Forchhammer was a supporter of the abstinence movement, as well as international auxiliary languages; he supported several of these languages, including Esperanto, Ido, Novial (by Jespersen), and Occidental (by Edgar de Wahl). In a 1935 report from the Occidental-language magazine Cosmoglotta by Ilmari Federn, Forchhammer stated that he considered Occidental and Novial to be different dialects of the same language, "Jewahli", and considered himself a "Jewahlist": He found Novial grammar to be more regular and easy to memorise, but preferred de Wahl's handling of the genitive case. In 1910, he was president of the Internaciona Linguo Klubo, an Ido-language association based in Copenhagen.
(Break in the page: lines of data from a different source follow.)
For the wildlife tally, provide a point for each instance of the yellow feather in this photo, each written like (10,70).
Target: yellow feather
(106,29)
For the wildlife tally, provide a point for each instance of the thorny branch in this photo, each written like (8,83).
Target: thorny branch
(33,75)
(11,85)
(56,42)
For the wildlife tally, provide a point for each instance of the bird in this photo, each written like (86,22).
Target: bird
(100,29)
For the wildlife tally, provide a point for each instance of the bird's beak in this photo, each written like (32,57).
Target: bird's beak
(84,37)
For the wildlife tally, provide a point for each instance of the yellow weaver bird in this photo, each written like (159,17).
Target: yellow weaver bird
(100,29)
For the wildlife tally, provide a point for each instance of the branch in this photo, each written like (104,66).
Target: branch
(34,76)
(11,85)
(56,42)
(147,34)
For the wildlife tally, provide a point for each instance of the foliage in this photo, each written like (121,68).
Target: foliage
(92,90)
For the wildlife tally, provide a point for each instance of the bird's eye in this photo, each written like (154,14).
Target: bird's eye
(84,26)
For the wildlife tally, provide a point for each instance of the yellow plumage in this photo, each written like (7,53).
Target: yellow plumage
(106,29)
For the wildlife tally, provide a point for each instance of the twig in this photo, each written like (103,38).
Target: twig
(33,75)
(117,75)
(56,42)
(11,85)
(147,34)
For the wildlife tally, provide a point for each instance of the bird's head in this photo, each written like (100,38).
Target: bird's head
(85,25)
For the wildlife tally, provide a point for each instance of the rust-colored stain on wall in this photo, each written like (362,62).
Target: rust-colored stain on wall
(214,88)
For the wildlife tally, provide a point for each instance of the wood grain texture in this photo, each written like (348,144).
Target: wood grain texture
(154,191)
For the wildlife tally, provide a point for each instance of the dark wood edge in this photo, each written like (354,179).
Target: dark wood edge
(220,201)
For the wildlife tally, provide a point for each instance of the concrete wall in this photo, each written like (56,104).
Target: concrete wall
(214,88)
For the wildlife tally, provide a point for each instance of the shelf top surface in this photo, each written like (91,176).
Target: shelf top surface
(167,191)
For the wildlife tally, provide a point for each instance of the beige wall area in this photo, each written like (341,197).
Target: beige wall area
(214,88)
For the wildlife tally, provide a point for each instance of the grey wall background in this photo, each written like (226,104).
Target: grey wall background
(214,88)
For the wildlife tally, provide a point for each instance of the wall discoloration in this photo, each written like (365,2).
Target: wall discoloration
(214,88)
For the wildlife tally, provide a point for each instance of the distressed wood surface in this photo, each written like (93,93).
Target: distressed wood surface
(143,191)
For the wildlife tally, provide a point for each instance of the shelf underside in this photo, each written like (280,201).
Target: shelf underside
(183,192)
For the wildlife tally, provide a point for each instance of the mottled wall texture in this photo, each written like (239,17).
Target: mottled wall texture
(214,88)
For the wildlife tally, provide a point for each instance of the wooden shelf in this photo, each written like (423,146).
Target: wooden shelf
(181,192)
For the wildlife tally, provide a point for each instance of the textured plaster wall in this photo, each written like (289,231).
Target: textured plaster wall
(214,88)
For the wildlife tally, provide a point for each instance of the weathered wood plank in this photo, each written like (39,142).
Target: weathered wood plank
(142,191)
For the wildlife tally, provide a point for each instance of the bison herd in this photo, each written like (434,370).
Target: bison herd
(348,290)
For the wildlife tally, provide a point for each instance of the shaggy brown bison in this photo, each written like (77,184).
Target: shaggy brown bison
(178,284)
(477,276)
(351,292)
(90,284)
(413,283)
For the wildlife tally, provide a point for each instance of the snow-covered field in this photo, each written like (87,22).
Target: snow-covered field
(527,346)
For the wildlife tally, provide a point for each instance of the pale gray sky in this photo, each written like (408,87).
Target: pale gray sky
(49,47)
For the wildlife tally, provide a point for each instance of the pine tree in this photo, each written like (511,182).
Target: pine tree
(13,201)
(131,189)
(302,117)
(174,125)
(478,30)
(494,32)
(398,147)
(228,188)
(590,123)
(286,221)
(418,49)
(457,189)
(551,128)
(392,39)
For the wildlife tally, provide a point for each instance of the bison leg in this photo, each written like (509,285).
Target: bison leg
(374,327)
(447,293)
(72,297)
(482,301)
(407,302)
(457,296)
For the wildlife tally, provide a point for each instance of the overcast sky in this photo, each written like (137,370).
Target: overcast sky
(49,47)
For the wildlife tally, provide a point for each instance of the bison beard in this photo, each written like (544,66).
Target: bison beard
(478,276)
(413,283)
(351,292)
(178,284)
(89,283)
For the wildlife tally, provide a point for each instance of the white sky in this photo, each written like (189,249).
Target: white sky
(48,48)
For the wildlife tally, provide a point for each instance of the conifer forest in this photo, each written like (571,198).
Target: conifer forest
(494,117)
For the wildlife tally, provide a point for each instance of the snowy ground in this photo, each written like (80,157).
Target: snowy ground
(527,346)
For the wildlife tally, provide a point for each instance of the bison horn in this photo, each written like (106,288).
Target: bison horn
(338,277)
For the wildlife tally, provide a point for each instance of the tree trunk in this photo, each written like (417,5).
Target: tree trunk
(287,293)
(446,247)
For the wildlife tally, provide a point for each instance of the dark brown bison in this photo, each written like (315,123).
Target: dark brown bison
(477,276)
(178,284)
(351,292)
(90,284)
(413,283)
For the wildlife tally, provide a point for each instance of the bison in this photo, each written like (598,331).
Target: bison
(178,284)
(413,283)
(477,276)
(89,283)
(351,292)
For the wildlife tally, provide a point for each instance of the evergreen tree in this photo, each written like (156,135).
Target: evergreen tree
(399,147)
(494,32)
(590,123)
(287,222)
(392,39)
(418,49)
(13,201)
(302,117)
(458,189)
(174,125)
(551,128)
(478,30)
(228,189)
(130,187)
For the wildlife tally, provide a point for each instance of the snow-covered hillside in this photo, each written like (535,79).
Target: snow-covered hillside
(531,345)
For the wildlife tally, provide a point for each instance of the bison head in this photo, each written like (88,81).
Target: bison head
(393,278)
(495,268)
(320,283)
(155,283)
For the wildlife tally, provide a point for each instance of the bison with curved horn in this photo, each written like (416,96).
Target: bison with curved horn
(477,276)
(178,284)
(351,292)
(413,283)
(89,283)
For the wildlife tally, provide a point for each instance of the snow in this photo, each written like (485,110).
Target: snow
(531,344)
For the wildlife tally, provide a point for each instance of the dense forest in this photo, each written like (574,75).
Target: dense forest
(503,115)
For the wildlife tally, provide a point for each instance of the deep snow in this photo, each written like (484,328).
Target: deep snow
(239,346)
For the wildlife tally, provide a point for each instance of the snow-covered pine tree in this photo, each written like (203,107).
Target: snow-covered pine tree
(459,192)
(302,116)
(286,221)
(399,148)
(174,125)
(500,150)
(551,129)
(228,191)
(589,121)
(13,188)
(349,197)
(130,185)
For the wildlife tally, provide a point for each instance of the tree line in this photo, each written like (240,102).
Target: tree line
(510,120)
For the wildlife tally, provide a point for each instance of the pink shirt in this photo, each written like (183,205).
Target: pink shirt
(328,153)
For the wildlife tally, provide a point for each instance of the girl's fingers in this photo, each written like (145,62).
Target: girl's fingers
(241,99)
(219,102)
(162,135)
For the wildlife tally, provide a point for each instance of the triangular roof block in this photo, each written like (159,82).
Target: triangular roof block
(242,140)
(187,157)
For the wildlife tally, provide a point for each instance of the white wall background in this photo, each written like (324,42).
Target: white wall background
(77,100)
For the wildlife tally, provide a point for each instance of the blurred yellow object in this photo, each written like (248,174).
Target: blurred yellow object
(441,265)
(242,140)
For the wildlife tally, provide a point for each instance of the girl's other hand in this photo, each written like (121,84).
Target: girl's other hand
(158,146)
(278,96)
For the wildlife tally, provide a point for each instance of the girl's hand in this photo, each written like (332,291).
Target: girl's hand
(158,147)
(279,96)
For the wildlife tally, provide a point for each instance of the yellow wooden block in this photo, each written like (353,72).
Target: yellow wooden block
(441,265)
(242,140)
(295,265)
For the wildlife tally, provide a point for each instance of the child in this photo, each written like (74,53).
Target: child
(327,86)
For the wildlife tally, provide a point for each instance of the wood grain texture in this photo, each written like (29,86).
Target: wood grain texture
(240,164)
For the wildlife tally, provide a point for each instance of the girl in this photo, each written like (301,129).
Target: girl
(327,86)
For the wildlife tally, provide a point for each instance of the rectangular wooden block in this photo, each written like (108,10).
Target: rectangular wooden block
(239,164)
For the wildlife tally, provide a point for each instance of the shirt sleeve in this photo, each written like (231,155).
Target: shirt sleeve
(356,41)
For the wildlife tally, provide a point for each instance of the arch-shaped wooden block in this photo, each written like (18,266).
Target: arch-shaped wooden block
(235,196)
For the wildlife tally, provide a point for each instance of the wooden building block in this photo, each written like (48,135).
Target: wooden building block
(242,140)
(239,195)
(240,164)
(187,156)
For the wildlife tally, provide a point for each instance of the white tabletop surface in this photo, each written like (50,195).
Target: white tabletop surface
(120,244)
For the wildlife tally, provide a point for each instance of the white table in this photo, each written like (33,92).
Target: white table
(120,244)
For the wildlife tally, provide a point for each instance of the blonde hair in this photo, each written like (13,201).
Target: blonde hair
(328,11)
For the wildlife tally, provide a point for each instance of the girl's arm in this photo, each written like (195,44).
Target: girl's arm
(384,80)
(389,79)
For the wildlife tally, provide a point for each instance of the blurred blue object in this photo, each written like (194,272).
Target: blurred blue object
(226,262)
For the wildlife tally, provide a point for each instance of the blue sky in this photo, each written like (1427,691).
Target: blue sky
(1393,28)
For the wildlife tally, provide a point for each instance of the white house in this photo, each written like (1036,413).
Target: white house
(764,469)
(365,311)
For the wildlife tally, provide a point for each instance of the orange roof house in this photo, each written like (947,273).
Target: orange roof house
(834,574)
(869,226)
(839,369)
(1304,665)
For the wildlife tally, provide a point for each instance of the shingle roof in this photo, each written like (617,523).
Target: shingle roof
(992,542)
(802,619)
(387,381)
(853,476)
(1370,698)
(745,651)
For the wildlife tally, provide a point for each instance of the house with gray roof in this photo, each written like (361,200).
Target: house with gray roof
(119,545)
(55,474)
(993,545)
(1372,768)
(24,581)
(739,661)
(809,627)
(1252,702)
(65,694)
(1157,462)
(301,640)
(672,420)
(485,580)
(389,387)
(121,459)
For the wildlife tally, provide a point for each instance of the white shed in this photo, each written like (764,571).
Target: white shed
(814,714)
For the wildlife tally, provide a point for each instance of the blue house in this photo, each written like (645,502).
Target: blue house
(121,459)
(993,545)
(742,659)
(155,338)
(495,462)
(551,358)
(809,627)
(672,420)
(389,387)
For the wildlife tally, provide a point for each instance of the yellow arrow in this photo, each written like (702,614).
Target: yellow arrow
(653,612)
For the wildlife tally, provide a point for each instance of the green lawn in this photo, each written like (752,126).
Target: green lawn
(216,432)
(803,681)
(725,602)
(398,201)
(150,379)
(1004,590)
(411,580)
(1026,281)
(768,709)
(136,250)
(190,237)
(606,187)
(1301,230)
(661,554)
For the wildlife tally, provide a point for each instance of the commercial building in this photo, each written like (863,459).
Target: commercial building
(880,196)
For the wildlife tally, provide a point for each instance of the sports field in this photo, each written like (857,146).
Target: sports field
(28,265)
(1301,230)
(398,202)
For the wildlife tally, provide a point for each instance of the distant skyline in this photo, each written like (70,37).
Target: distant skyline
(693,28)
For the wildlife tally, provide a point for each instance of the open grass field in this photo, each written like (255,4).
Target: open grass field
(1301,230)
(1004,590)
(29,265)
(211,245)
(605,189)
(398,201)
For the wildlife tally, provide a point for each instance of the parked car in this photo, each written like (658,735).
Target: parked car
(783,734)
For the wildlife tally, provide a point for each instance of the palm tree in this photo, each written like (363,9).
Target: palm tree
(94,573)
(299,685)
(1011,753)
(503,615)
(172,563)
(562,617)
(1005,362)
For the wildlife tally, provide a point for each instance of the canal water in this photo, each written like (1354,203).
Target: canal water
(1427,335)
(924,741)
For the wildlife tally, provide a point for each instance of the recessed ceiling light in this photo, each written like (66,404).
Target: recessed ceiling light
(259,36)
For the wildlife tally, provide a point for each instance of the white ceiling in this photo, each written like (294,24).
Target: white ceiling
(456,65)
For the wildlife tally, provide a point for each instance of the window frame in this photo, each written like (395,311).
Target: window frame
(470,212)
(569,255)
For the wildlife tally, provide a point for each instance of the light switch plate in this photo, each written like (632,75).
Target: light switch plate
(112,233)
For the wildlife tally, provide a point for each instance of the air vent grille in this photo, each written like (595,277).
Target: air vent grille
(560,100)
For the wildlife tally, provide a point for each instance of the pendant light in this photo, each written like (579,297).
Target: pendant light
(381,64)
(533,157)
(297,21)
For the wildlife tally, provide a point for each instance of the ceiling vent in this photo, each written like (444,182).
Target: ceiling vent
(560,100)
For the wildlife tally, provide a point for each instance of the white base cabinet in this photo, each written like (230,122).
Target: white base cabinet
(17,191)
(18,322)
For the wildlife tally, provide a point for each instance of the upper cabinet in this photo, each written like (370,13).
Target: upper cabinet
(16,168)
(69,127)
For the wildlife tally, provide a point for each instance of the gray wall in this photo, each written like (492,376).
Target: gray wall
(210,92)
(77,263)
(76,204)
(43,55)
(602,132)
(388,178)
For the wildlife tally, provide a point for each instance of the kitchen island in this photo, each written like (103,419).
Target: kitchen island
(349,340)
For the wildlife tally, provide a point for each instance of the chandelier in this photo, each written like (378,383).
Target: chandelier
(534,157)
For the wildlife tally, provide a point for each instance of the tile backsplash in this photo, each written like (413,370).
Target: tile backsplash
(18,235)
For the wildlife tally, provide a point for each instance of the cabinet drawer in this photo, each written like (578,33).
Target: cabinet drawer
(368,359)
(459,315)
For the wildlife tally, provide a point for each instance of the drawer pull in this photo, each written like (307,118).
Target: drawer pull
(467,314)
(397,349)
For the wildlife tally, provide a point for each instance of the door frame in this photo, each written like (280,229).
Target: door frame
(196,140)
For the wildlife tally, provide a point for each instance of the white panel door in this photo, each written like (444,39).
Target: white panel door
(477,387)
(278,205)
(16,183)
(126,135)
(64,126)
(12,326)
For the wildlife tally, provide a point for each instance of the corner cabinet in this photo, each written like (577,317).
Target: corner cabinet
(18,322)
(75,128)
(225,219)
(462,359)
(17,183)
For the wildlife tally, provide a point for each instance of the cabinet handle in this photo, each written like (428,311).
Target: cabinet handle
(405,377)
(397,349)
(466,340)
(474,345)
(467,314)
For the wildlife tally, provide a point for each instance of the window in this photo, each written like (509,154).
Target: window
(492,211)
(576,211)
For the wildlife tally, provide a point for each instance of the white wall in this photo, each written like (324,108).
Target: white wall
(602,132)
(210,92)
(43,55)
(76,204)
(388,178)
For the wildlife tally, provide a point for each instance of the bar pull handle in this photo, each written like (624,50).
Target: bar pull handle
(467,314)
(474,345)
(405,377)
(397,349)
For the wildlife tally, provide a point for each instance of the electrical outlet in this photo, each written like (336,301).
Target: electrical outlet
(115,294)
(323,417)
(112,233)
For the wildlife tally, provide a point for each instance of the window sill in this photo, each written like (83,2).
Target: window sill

Forchhammer's sister Henni was also a supporter of international languages - being a Danish delegate to the League of Nations, she was present in debates concerning such languages, and was the only person in these forums to argue for a constructed language other than Esperanto.

== Personal life ==
Forchhammer was married to Karen Marie Groth, the daughter of captain lieutenant Eiler Peter Christopher Munthe Groth, on 15 May 1888; their son, Eiler, was born in 1890. Like his father, Eiler was educated at Herlufsholm and became an educator of the deaf, later teaching at the deaf schools in Nyborg and Fredericia. Karen Groth died in 1920, with Forchhammer dying on 23 July 1938 in Ordrup.